In north-eastern province of Ubon Ratchathani, flash floods submerged several communities along its banks.
In north-eastern province of Ubon Ratchathani, flash floods submerged several communities along its banks.PHOTO: THE NATION/ASIA NEWS NETWORK

BANGKOK (XINHUA) - The Thai government has instructed the governors of all northern provinces to prepare to evacuate residents as water level in the Mekong River continues to rise.

Before noon on Tuesday (July 31), the Mekong River has burst its banks, allowing water to flow into riverside areas of Mukdahan Province.

Mukdahan Governor Paithoon Rakprathet said the water level at the Mukdahan hydrographic centre was measured at 12.54 metres, four centimetres higher than the designated "maximum level" of 12.50 metres.

At the Indochina Market, hundreds of shops moved their goods to higher grounds.

"Aside from the monsoon floods, water discharged from Nam Ngum 5 Dam in Laos into Nong Khai Province has also increased the water mass in the river," said Paithoon, "and because of this, we had to declare the districts of Muang and Dong Luang as flood disaster zones."

Col Boonsin Padklang, commander of the military peace-keeping force in Mukdahan, has deployed soldiers to help flood victims.

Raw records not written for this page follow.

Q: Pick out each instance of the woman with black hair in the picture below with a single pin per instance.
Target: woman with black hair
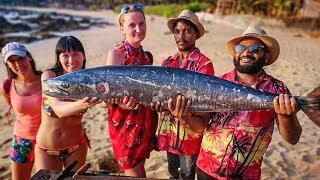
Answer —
(22, 93)
(61, 139)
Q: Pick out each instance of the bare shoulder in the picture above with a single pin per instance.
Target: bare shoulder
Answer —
(115, 56)
(47, 75)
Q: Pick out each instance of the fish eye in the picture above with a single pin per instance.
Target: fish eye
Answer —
(65, 85)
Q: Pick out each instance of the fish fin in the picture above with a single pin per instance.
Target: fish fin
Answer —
(311, 104)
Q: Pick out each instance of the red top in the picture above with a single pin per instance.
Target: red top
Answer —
(234, 143)
(132, 132)
(173, 136)
(28, 110)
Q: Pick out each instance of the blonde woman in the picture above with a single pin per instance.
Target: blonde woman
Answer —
(132, 126)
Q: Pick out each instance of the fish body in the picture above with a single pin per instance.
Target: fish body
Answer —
(152, 83)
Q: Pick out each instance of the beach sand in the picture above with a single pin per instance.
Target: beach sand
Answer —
(298, 67)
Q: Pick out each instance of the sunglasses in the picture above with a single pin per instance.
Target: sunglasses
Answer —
(126, 8)
(255, 48)
(17, 58)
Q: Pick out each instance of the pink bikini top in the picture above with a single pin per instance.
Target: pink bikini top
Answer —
(28, 113)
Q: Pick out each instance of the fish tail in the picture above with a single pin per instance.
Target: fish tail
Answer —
(310, 104)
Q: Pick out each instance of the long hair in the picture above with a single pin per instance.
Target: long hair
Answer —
(67, 44)
(13, 75)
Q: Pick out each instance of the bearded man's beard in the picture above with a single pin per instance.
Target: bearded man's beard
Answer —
(249, 69)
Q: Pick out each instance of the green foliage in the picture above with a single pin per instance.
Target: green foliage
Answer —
(194, 6)
(172, 10)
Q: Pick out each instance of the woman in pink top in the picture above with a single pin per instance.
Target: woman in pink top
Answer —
(22, 92)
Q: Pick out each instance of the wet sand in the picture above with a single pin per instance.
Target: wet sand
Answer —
(298, 67)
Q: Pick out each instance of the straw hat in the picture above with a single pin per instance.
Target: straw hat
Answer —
(258, 33)
(13, 48)
(189, 16)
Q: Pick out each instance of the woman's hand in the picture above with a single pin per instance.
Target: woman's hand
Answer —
(129, 103)
(87, 102)
(125, 103)
(157, 107)
(180, 108)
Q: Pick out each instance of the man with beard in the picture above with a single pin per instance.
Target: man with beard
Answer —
(178, 130)
(233, 144)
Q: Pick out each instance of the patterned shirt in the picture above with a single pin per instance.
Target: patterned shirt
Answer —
(172, 135)
(234, 143)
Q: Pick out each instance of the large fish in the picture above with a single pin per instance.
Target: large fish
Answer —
(151, 84)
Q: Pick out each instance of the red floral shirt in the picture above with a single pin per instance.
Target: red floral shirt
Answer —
(132, 133)
(234, 143)
(173, 136)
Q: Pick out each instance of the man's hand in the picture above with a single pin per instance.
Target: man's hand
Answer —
(285, 105)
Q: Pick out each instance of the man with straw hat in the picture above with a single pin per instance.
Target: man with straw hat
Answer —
(233, 144)
(179, 131)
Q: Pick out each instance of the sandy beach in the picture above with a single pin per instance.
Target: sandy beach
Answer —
(298, 67)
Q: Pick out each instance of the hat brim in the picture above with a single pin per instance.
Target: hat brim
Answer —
(17, 53)
(271, 43)
(200, 27)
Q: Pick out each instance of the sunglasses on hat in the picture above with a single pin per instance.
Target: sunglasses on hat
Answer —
(126, 8)
(255, 48)
(14, 59)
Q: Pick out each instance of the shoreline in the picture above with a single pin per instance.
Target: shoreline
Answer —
(298, 67)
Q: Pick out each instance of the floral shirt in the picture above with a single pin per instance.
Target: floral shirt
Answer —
(234, 143)
(172, 135)
(132, 132)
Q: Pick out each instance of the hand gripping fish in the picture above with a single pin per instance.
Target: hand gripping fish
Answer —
(151, 84)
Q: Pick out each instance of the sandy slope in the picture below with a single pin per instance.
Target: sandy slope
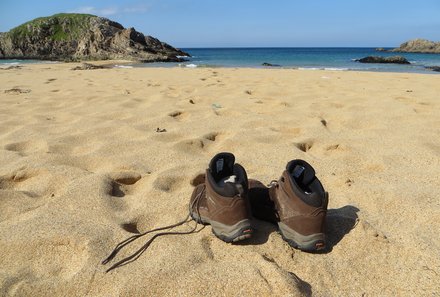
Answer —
(82, 166)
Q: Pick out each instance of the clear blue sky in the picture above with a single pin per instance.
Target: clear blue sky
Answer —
(241, 23)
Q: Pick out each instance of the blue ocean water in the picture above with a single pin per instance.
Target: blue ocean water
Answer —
(307, 58)
(302, 58)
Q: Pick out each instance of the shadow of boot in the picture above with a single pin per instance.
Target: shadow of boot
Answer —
(339, 222)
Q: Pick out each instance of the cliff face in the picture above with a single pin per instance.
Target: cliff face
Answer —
(82, 37)
(419, 46)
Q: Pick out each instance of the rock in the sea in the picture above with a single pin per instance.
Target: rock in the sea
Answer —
(433, 68)
(72, 37)
(419, 46)
(377, 59)
(270, 65)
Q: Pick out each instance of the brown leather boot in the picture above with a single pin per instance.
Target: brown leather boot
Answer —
(222, 200)
(300, 203)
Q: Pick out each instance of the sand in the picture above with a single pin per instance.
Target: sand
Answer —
(83, 166)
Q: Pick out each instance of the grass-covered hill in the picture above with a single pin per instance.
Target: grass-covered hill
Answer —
(72, 36)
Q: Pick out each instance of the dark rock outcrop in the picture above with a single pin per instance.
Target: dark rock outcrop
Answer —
(377, 59)
(419, 46)
(433, 68)
(73, 37)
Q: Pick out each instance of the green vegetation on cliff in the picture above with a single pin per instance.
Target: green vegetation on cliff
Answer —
(59, 27)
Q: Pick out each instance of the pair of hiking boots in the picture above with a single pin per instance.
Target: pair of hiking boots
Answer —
(296, 202)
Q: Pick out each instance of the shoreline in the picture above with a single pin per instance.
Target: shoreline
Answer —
(171, 65)
(84, 166)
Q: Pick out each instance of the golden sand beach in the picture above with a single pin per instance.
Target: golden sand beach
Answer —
(83, 166)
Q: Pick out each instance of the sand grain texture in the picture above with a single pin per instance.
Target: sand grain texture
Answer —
(83, 166)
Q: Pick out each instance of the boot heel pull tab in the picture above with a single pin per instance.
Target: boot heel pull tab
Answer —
(239, 189)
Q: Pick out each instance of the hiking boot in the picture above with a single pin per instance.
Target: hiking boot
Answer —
(222, 200)
(301, 205)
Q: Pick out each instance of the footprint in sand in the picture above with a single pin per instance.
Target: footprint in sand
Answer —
(304, 146)
(25, 190)
(29, 146)
(206, 243)
(166, 183)
(123, 183)
(178, 115)
(191, 146)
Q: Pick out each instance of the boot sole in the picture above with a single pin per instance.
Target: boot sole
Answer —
(308, 243)
(228, 233)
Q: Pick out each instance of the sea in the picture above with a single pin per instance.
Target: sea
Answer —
(309, 58)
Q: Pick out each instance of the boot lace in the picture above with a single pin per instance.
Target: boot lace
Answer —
(133, 257)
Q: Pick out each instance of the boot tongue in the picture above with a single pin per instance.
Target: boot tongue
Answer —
(301, 172)
(222, 165)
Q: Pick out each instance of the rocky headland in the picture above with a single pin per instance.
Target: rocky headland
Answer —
(378, 59)
(74, 37)
(416, 46)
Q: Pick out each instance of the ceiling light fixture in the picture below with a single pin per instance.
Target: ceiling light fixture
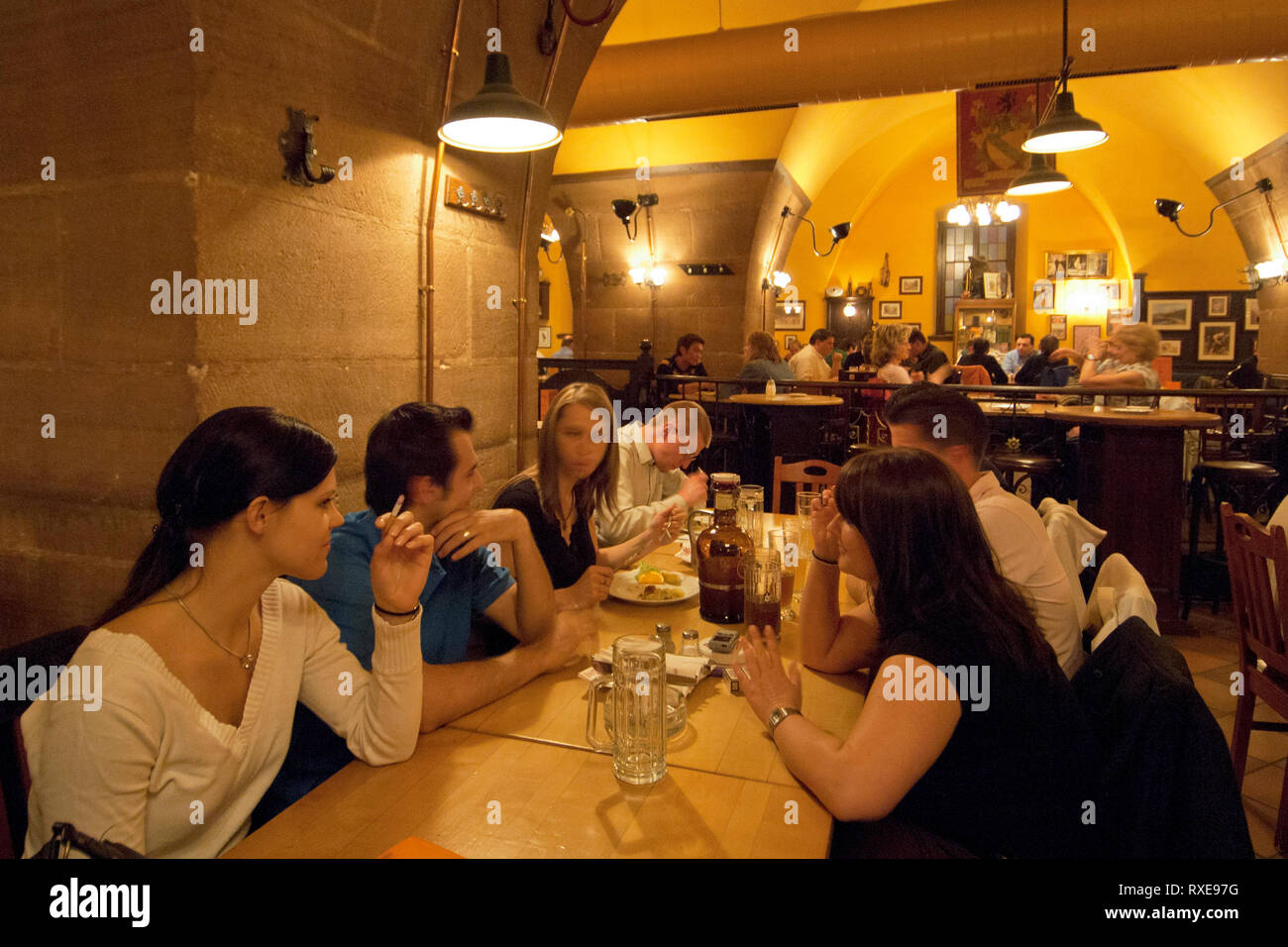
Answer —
(498, 119)
(1172, 209)
(1061, 128)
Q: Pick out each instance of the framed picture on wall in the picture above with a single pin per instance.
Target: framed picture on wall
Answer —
(1216, 342)
(1086, 338)
(1170, 315)
(789, 316)
(1250, 315)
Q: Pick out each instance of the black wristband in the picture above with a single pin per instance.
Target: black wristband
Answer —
(398, 615)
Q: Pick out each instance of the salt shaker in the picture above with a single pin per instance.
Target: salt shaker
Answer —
(690, 642)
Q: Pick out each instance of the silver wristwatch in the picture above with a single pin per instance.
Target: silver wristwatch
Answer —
(778, 716)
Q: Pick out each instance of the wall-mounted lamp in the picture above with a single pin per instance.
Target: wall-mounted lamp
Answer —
(1172, 209)
(838, 232)
(296, 147)
(546, 240)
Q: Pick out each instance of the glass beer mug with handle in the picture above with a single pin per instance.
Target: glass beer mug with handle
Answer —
(639, 710)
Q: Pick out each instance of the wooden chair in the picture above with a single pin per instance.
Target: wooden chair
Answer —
(807, 474)
(52, 650)
(1262, 628)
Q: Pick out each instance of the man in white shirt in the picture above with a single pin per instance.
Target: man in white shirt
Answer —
(649, 478)
(814, 361)
(1022, 351)
(952, 427)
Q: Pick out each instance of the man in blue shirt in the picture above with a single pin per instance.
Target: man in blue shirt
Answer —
(1022, 351)
(425, 455)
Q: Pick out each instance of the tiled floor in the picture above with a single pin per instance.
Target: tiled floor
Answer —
(1212, 654)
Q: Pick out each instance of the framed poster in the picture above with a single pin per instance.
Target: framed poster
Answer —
(789, 316)
(1216, 342)
(1086, 338)
(1080, 264)
(992, 125)
(1170, 315)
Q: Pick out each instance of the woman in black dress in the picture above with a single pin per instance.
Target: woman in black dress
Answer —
(970, 737)
(574, 474)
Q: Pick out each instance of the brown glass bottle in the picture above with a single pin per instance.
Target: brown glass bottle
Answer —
(720, 554)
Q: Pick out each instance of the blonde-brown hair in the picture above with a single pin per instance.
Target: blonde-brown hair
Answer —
(887, 342)
(587, 493)
(1141, 339)
(763, 346)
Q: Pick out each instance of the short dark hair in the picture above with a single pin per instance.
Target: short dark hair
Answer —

Military trucks have been sent to flood stricken areas to transport residents out and into higher grounds.

Meanwhile the Disaster Prevention and Mitigation Department on Tuesday announced warnings that 20 northern provinces are at risk of a flood disaster due to high cumulative rainfall.

Chiang Rai and the six north-eastern provinces of Mukdahan, Nakhon Phanom, Sakon Nakhon, Yasothon, Roi Et and Ubon Ratchathani were especially prone to flash floods as a result of continuous heavy rainfall in northern and central Laos.

On Monday night, flash floods in Chiang Rai's northernmost district of Maesai displaced 500 households, according to the Disaster Prevention and Mitigation Department.

Last Saturday, a mudslide in another northern province killed a family of eight and forced more than 200 residents into temporary shelters.

In north-eastern province of Ubon Ratchathani, flash floods submerged several communities along its banks.

Officials said the water level has risen an average of 40 to 50 cm per day.

On Monday, an officer from the national power utility said the Vajiralongkorn Dam in Kanchanaburi province was at 78 per cent capacity, its highest level in 34 years.

Thailand's national weather agency said that about 70 per cent of the north and north-east will see thunderstorms for the rest of the week while less rain is forecast for the rest of the country through Saturday.

Flooding usually peaks around October.

The last mega flood in Bangkok was at 2011, causing billions of baht in damage.